28 Verdächtige verhaftet : Großes Kokainlabor in Spanien entdeckt

Um ihr Rauschgift an Kontrollen vorbeizuschmuggeln, verlegen Kokainhändler Teile der Produktion nach Europa. Nun wurde eine kolumbianisch-spanische Bande zerschlagen. Sie hatte die Droge in flüssiger Form in Pappe injiziert.
In Spanien hat die Polizei eine Bande zerschlagen, die Kokain in Kartons geschmuggelt haben soll – allerdings nicht in deren Innerem, sondern in der Pappe selbst. Dazu injizierten die Drogenhändler flüssige Kokainbase in Pappkartons. Diese wurden dann mit Obst gefüllt und in Seecontainern aus Kolumbien nach Málaga verschifft.
Kokainbase ist ein Zwischenprodukt des aus den Blättern des Kokastrauchs hergestellten kristallinen Rauschgifts. Um die Base wieder aus der Pappe extrahieren und schließlich zu dem weißen Pulver weiterverarbeiten zu können, richteten die Schmuggler in Spanien ein Labor ein. Es war auf einer großen Finca nicht weit von Toledo versteckt, zwischen Verschlägen und Ställen zur Viehzucht. Wie die Ermittler jetzt mitteilten, hatten sie dort schon im Juni neben Dutzenden Kilogramm Kokain und Kokainbase auch mehr als 3000 Liter Chemikalien entdeckt, die für die Verarbeitung notwendig sind.
„Kokain wird jetzt in hochmodernen Anlagen auf unserem Kontinent hergestellt“
Boss der Bande soll ein früheres Mitglied des „Bloque Central Bolívar“ gewesen sein, einer paramilitärischen Gruppe, die um die Jahrtausendwende in Kolumbien zahlreiche Massaker und andere Menschenrechtsverletzungen begangen haben soll. Die Familie des „ehemaligen Auftragskillers“ , so die Ermittler, verantwortete die Weiterverarbeitung der Kokainbase in dem Labor.

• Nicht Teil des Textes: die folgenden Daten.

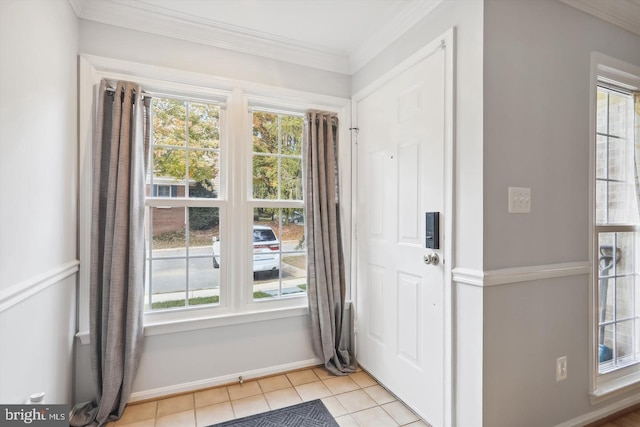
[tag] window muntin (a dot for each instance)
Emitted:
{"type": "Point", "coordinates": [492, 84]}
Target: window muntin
{"type": "Point", "coordinates": [279, 265]}
{"type": "Point", "coordinates": [617, 233]}
{"type": "Point", "coordinates": [181, 223]}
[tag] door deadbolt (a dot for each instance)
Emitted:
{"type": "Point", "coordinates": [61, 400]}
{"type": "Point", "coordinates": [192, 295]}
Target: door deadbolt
{"type": "Point", "coordinates": [431, 259]}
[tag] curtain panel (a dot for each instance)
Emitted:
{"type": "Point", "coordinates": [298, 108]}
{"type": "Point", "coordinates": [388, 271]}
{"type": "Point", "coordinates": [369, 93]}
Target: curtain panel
{"type": "Point", "coordinates": [120, 147]}
{"type": "Point", "coordinates": [326, 270]}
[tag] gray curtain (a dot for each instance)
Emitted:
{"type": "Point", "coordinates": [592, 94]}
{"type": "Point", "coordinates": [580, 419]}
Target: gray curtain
{"type": "Point", "coordinates": [326, 282]}
{"type": "Point", "coordinates": [120, 146]}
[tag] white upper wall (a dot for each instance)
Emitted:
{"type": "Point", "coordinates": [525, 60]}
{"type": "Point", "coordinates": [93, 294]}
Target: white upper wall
{"type": "Point", "coordinates": [135, 46]}
{"type": "Point", "coordinates": [38, 181]}
{"type": "Point", "coordinates": [38, 138]}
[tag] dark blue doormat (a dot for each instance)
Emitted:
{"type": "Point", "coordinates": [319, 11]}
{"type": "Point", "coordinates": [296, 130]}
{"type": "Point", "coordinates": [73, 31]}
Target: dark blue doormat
{"type": "Point", "coordinates": [307, 414]}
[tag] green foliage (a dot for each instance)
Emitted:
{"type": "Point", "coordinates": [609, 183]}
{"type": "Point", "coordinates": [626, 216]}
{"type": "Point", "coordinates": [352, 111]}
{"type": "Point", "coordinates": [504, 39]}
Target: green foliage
{"type": "Point", "coordinates": [171, 119]}
{"type": "Point", "coordinates": [275, 136]}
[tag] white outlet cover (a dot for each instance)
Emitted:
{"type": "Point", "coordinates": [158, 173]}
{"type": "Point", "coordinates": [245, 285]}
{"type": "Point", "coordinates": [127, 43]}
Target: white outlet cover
{"type": "Point", "coordinates": [519, 200]}
{"type": "Point", "coordinates": [561, 368]}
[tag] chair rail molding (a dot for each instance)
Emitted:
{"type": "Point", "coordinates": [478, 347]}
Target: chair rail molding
{"type": "Point", "coordinates": [505, 276]}
{"type": "Point", "coordinates": [34, 285]}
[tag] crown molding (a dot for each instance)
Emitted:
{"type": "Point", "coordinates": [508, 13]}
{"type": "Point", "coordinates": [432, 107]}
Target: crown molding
{"type": "Point", "coordinates": [150, 18]}
{"type": "Point", "coordinates": [622, 13]}
{"type": "Point", "coordinates": [155, 20]}
{"type": "Point", "coordinates": [77, 6]}
{"type": "Point", "coordinates": [396, 27]}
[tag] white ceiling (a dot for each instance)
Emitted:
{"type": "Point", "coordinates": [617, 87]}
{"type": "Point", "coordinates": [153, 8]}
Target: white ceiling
{"type": "Point", "coordinates": [334, 35]}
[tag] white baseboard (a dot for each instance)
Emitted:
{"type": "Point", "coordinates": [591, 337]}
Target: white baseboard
{"type": "Point", "coordinates": [601, 413]}
{"type": "Point", "coordinates": [218, 381]}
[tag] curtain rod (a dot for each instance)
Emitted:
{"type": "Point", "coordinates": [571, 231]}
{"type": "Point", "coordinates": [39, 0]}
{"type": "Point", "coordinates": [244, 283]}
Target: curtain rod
{"type": "Point", "coordinates": [112, 89]}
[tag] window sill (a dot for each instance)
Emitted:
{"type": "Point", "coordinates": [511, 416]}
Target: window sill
{"type": "Point", "coordinates": [162, 327]}
{"type": "Point", "coordinates": [615, 387]}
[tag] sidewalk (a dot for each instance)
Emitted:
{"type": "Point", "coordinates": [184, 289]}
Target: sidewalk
{"type": "Point", "coordinates": [289, 286]}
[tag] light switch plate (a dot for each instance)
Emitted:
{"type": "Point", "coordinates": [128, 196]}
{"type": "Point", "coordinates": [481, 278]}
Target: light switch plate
{"type": "Point", "coordinates": [519, 200]}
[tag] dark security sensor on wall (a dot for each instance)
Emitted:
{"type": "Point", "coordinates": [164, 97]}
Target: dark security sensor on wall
{"type": "Point", "coordinates": [432, 230]}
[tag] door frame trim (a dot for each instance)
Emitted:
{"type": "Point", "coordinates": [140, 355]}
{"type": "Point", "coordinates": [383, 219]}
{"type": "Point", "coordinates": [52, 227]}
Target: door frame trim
{"type": "Point", "coordinates": [446, 41]}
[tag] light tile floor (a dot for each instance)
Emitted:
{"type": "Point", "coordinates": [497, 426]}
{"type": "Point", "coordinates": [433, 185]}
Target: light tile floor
{"type": "Point", "coordinates": [354, 400]}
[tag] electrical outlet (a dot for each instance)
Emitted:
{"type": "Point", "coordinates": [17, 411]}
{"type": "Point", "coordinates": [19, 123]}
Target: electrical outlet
{"type": "Point", "coordinates": [561, 368]}
{"type": "Point", "coordinates": [519, 200]}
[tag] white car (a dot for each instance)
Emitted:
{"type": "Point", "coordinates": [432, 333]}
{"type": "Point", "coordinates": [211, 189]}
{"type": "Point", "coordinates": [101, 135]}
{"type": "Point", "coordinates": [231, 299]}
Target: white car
{"type": "Point", "coordinates": [266, 250]}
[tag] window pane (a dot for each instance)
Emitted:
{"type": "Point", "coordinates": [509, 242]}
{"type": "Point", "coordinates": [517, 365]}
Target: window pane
{"type": "Point", "coordinates": [624, 340]}
{"type": "Point", "coordinates": [617, 159]}
{"type": "Point", "coordinates": [204, 126]}
{"type": "Point", "coordinates": [169, 165]}
{"type": "Point", "coordinates": [169, 122]}
{"type": "Point", "coordinates": [621, 206]}
{"type": "Point", "coordinates": [605, 353]}
{"type": "Point", "coordinates": [606, 292]}
{"type": "Point", "coordinates": [625, 244]}
{"type": "Point", "coordinates": [168, 231]}
{"type": "Point", "coordinates": [601, 202]}
{"type": "Point", "coordinates": [168, 283]}
{"type": "Point", "coordinates": [292, 135]}
{"type": "Point", "coordinates": [624, 297]}
{"type": "Point", "coordinates": [291, 179]}
{"type": "Point", "coordinates": [265, 177]}
{"type": "Point", "coordinates": [618, 112]}
{"type": "Point", "coordinates": [265, 133]}
{"type": "Point", "coordinates": [601, 111]}
{"type": "Point", "coordinates": [279, 253]}
{"type": "Point", "coordinates": [204, 179]}
{"type": "Point", "coordinates": [601, 157]}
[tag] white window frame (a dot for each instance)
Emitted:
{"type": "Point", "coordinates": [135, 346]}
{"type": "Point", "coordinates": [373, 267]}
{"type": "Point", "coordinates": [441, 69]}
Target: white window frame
{"type": "Point", "coordinates": [603, 386]}
{"type": "Point", "coordinates": [237, 305]}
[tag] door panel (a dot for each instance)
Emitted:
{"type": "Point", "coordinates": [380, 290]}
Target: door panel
{"type": "Point", "coordinates": [400, 299]}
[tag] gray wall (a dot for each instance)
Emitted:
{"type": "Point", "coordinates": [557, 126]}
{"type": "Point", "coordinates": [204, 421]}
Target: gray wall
{"type": "Point", "coordinates": [38, 177]}
{"type": "Point", "coordinates": [536, 134]}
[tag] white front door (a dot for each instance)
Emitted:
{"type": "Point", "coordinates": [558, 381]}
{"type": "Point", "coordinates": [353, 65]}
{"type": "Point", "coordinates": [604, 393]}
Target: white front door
{"type": "Point", "coordinates": [402, 174]}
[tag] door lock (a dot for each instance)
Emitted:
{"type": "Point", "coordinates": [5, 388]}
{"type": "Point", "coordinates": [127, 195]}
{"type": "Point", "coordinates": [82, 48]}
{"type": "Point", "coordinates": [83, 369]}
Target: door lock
{"type": "Point", "coordinates": [431, 259]}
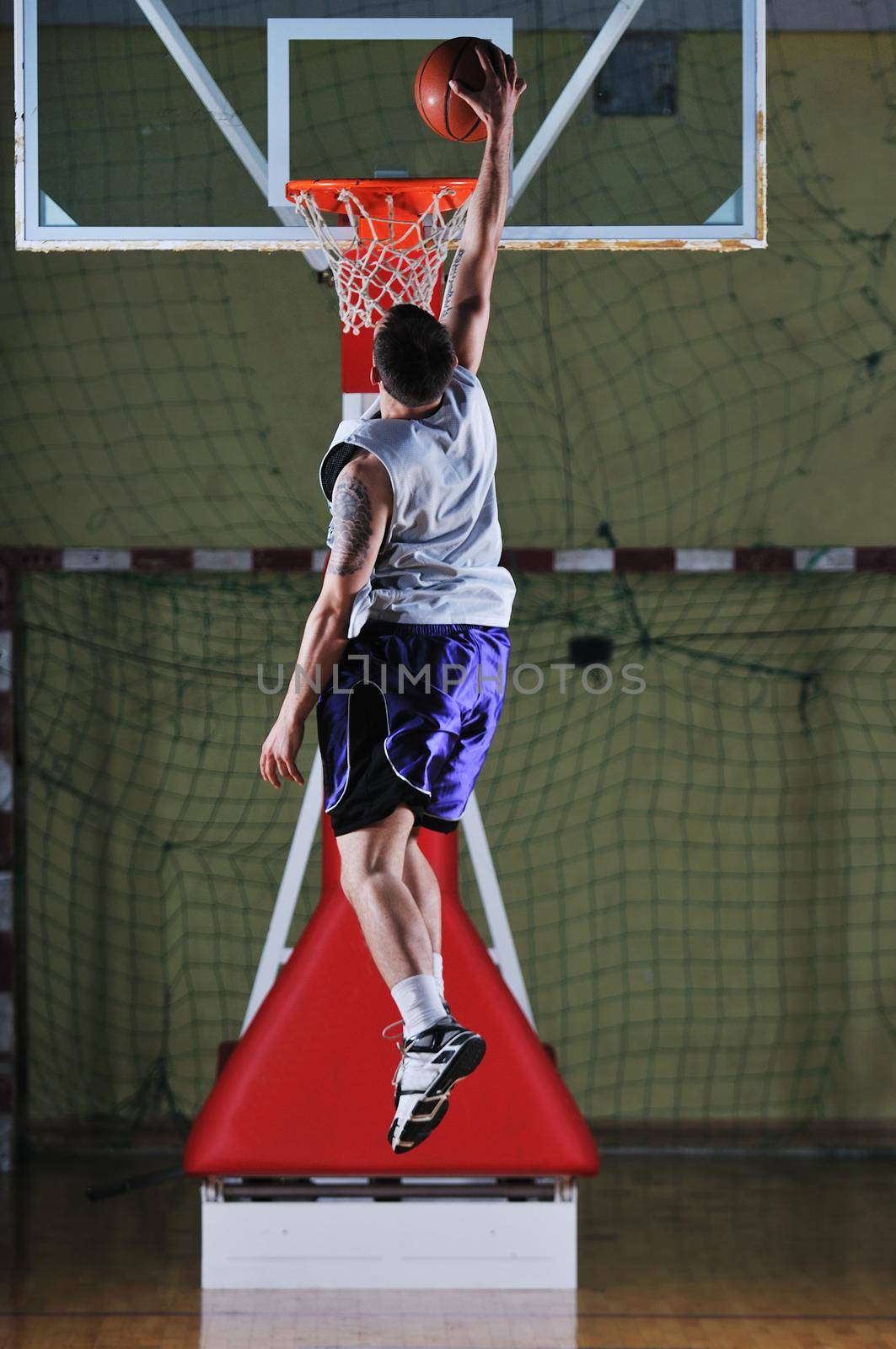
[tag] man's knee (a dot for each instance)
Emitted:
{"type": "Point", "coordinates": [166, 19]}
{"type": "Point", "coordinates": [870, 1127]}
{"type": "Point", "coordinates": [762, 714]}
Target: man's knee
{"type": "Point", "coordinates": [363, 881]}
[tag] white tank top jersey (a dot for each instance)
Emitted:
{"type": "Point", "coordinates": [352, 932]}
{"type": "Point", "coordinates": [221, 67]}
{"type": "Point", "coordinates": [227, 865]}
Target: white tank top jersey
{"type": "Point", "coordinates": [440, 559]}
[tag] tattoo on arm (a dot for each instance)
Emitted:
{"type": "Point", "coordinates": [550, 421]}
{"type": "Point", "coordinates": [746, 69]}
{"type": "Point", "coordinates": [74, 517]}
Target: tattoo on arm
{"type": "Point", "coordinates": [451, 282]}
{"type": "Point", "coordinates": [352, 526]}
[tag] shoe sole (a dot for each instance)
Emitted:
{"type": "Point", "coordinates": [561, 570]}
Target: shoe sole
{"type": "Point", "coordinates": [462, 1066]}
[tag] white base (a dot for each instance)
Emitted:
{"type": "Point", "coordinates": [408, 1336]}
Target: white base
{"type": "Point", "coordinates": [405, 1244]}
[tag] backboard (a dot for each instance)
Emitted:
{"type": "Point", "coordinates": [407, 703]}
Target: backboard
{"type": "Point", "coordinates": [153, 126]}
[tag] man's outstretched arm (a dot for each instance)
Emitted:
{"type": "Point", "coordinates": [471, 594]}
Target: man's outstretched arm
{"type": "Point", "coordinates": [467, 298]}
{"type": "Point", "coordinates": [362, 510]}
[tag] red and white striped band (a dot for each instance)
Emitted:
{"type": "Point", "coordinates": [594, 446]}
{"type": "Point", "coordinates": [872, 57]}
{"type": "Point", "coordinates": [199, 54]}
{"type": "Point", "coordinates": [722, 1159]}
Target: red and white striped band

Insgesamt nahmen die spanische und die kolumbianische Polizei gemeinsam mit Europol 28 Verdächtige fest.

„Kokain kommt nicht mehr nur als gebrauchsfertiges Produkt in Europa an, sondern wird jetzt in hochmodernen Anlagen auf unserem Kontinent hergestellt“, sagte Europol-Sprecher Jan Op Gen Oorth der F.A.Z. „Die Zerschlagung von Laboren sowie große Beschlagnahmungen von Chemikalien und Kokainbase wie bei dieser Operation unterstreichen diesen wachsenden Trend.“ Das zeige auch, wie der anhaltende Druck der Strafverfolgungsbehörden kriminelle Netzwerke dazu zwinge, ihre Methoden zu ändern.

Schon seit Jahren steigt die Menge des in Europa beschlagnahmten Kokains immer weiter an. 2022 war mit insgesamt 323 Tonnen das sechste Rekordjahr in Folge. Im vergangenen Jahr wurden allein in Deutschland rund 45 Tonnen Kokain beschlagnahmt. Im Hafen von Antwerpen waren es 116, in den niederländischen Häfen wie Rotterdam knapp 60 Tonnen.
Überall in Europa entdecken die Ermittler laut Europol außerdem Kokainlabore. Ihre Kapazität und Professionalität nimmt immer weiter zu. Ein typisches Trägermaterial für den Schmuggel ist dabei Holzkohle, aber auch Textilien werden mit flüssiger Kokainbase getränkt. Im hessischen Florstadt entdeckte der Zoll erst vor wenigen Wochen sieben Tonnen Heizpellets aus Kolumbien, die Kokainbase enthielten. Die Drogenspürhunde hatten sich auch durch die raffinierte Tarnung nicht überlisten lassen.